Americans unwittingly performed an experiment on themselves, demonstrating how best to weather a pandemic. It all came down to where people lived and how they behaved. One of the roughest places to be was Philadelphia. There, 200,000 people attended a WW I victory parade in late September, despite widespread news of the flu. Three days later, every hospital bed in the city was full. In two weeks, over 4,500 people were dead, and one of the country’s oldest and most prestigious health care communities had collapsed.
If you instead lived in St. Louis, you would have had no parade to enjoy. Within two days of discovering its first case, the city closed all public gatherings and venues. The health impact was stunning. The city nearly completely “flattened its curve” during the first wave of cases.
Content with its early success, a bored (but alive) St. Louis lost patience with distant socializing and resumed normal life two months later. The city was quickly laid low by the flu’s second wave. In the end, St. Louis’ death rate remained less than half that of Philadelphia’s. But its success could have been far better. People’s behavior, not health care, was the key to limiting deaths.
Memphians deliver countless miracles of grit every day. These have blessed us during our first two weeks responding to COVID-19. I have witnessed medical students, physicians, nurses and staff from University of Tennessee Health Science Center, the state’s academic health care institution, join forces with our city and county fire, police, EMS, public health and civil servants to create a jewel of public service on Tiger Lane at the Mid-South Fairgrounds.
It took us just 65 hours to stand up a national-level COVID-19 testing center from scratch. And that same grit will build a lot more, making Memphis stronger after we eventually kick COVID-19 to the curb.
But none of this will help you or your family right now, unless you take this pandemic seriously and join in.
If you can, stay home.
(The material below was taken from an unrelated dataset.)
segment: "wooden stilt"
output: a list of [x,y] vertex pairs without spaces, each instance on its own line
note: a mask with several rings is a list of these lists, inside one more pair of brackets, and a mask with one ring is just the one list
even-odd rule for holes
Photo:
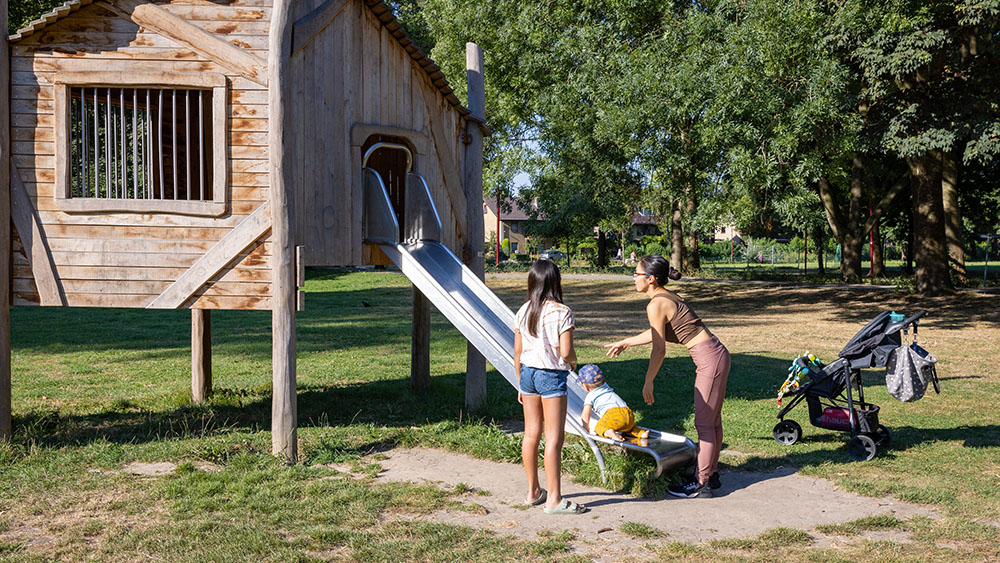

In your home. All day. Every day that it takes. No play dates. No letting teenagers roam. No informal get-togethers with neighbors. No book clubs. No dog parks. No going out one last time. No test, no doctor, nothing will save your health from a pandemic better than distance from others.
If you must work, if you must go out, then stay 6 feet away from others. Keep it simple. Stick both arms out. Look at your fingertips. They can’t be close enough to touch a stranger’s outstretched fingertips.
If your fingers touch anything that doesn’t belong to you, wash them, a lot, especially before and after you eat or touch your face. Soap dissolves the virus. You may not need a mask or gloves (these are in low supply, carefully discuss this at your workplace). Google the CDC’s website or call your doctor for other questions you think up.
COVID-19 is horrifying. It will show no mercy if you show it no respect. It is three to five times more infectious than the flu, and up to 10 times more deadly. It can infect your entire respiratory tract from top to bottom. It can cause your body to severely react and tear apart your lungs. This is why so many victims wind up in an ICU on a ventilator. This is why young, healthy adults can die from it.
There is peace and profound purpose to be found in the isolation and home time required of us to preserve Memphis’ health. History teaches that prudence now will be richly rewarded with exciting futures to live for.
But for now, please stand with us by sheltering and staying in place. Bored, but safe.